My Lords, on one level I sympathise with the intention of the noble Lord, Lord Lipsey, to redistribute funding between health and care and support so as to increase the personal expenses allowance and local authority support for those in residential care. However, we need to face the reality of the current economic climate. One important aspect of our reforms is that the greatest support will go to those with the greatest need, and that is surely the policy aim that we need to keep most closely in mind in this context.
Currently, the NHS funds nursing homes to support the provision of registered nursing care. This reduces the burden on the NHS of having to provide NHS nurses in residential care homes. Removing this funding would risk increasing costs elsewhere in the NHS, but it would also breach a serious point of principle. If we were to stop people in residential care homes from being eligible for NHS-funded nursing care, it would undermine one of the founding principles of the NHS, which is that it should be a service free at the point of delivery. I am sure that noble Lords would agree that we would not like to see that.
I understand why the noble Lord seeks to increase the personal expenses allowance. If someone is contributing to the costs of their residential care from their net income, for example from their pension, the personal expenses allowance is the amount people can retain to spend as they wish. This is currently set, as he rightly said, at £23.90. The amendment would increase it to £32.75. When living at home, people pay for their food and heating from their income. It is right that people should continue to contribute towards these costs in residential care. The personal expenses allowance reflects the fact that for most people these costs represent a large proportion of their income, but it allows people to retain some of their income for other uses. The reality is that spending additional resources on the personal expenses allowance would reduce the resources available to provide support to those with the greatest needs.

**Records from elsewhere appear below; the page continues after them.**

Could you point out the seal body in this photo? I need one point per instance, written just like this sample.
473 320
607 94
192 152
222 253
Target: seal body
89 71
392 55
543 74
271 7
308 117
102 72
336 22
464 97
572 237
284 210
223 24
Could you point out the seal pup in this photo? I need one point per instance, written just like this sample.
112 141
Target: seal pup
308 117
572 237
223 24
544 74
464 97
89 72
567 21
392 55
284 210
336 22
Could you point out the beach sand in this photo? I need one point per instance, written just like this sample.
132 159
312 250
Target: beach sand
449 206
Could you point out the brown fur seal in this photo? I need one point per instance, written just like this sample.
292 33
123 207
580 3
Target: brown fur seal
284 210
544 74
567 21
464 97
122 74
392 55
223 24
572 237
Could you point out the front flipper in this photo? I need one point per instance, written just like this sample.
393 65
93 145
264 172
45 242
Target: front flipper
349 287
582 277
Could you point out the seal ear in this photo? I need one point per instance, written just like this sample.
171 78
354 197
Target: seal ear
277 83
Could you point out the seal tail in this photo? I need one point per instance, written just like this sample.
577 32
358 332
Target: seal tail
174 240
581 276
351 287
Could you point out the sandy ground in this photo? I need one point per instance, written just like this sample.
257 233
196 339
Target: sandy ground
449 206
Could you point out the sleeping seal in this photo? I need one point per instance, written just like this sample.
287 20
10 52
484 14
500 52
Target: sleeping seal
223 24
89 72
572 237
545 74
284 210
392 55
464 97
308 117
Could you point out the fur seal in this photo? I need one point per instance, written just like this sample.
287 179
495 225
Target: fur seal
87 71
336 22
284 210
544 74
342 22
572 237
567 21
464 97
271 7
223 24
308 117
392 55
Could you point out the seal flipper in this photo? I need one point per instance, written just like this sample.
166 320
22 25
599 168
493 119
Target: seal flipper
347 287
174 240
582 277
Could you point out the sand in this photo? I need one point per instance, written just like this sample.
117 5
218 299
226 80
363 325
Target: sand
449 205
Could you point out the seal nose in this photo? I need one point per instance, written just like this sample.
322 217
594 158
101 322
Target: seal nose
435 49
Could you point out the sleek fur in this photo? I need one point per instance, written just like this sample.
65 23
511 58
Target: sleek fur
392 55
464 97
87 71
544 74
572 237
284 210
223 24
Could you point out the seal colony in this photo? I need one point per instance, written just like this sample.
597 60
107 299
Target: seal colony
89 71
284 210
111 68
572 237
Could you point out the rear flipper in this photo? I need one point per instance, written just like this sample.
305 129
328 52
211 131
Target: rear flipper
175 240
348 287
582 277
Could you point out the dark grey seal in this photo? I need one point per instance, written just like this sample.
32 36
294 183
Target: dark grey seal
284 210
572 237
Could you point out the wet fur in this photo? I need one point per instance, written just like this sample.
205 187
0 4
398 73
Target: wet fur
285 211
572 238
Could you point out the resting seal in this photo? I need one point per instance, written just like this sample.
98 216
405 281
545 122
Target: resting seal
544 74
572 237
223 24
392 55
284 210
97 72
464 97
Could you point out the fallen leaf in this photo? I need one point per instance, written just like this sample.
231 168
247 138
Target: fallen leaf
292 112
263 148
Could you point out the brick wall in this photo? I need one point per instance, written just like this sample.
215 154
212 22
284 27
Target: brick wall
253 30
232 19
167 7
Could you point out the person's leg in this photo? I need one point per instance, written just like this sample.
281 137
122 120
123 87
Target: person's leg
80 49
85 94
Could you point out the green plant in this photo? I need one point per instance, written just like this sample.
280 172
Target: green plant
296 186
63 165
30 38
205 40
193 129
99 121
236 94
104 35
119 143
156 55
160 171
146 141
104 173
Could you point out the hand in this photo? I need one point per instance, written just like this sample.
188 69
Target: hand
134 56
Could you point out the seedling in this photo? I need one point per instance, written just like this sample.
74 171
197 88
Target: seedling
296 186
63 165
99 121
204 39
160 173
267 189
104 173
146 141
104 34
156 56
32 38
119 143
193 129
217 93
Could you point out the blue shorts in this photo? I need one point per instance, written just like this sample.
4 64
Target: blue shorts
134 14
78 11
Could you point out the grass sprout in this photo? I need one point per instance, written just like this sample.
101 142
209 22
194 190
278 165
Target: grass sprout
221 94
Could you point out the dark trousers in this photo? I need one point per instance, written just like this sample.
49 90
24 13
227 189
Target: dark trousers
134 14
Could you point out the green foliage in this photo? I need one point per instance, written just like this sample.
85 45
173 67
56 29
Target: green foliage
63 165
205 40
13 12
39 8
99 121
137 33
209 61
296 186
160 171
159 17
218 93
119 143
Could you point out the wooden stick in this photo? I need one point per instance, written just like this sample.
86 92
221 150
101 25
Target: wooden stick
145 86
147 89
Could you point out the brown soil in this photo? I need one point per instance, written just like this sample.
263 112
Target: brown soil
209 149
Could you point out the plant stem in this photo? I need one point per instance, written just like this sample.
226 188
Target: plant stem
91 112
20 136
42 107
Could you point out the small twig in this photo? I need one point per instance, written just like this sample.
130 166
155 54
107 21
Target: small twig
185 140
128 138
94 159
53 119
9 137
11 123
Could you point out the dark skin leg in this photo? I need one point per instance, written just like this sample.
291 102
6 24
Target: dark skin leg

I heard what the noble Lord, Lord Lipsey, said about the loss of the attendance allowance meaning that people would be worse off. Local authorities should support people to maximise their income. If a given individual would be better off receiving the attendance allowance, the local authority should support them to achieve this. We will bear this in mind as we draw up the regulations.
I turn now to Amendment 91, which relates to financial assessments. One of the problems the Dilnot recommendations attempt to tackle is the cliff edge between being a self-funder and being supported by the local authority. By extending the means test for people in residential care, we aim to avoid a situation where a small change in a person’s capital results in a large change in what they pay for care.
From 2016, the maximum tariff income for someone with £118,000 in assets will be £404 per week. If we reduced the rate at which people contribute toward their care costs from their assets to £1 per week for every £500 of assets, the contribution for someone with £118,000 in assets would become £202 per week. This means that an individual facing a typical care home fee would be over £200 per week better off if they had assets of £117,000 than if they had assets of £119,000. This would reintroduce the cliff edge that surely none of us wants to see.
I believe that our plans represent a fair balance between the individual and the state. People with care needs will receive additional support with care and support costs through the extended means test, safe in the knowledge that health services will remain free at the point of use and that they are protected by the cap from unlimited care costs. I hope the noble Lord will see that there is method in the Government’s proposals. While I totally understand much of his rationale, I think our proposals have a better balance. I hope that he will feel able to withdraw his amendment.
My Lords, I am usually extremely complimentary about the noble Earl’s replies to debates, but I do not think that he lived up to his normal standards in that one. He seems to be under a number of illusions. He seems to think that this Bill increases the amount of public spending that goes to the worse off, rather than the better off. It does not. The Bill incorporates what is a most extraordinary priority in terms of distribution, for reasons that I believe to be compelling. Concentrating money on those most in need may indeed be the Government’s general philosophy, I do not know, but this certainly is not implicit in this Bill.
The noble Earl seems to say that if you do as I suggested on the nursing care allowance, you would increase spending by the NHS. The exact reverse is the case. The nursing cost allowance is paid for by the NHS. I am subject to correction, but I believe it to be paid for by the NHS, so you would have an immediate reduction in NHS spending of some £500 million-plus a year.
This is another piece of arcanery, I am afraid, for the House. It is a genuinely probing amendment.
Not everyone may know what top-ups are, any more than everyone knows what nursing care allowances are. They arise for people who are not paying in full for their own care but want a better standard of care than the local authority is prepared to pay for. There are a quite a lot of these people. There are about 350,000 people in care homes and about 50,000-plus of them get care allowance. If a local authority claims a person’s needs can be met in a home costing £400 a week and the old person or their family prefers one costing £500 a week, they get the means-tested support as if they were in a £400-a-week home and the family finds £100 from their own pockets.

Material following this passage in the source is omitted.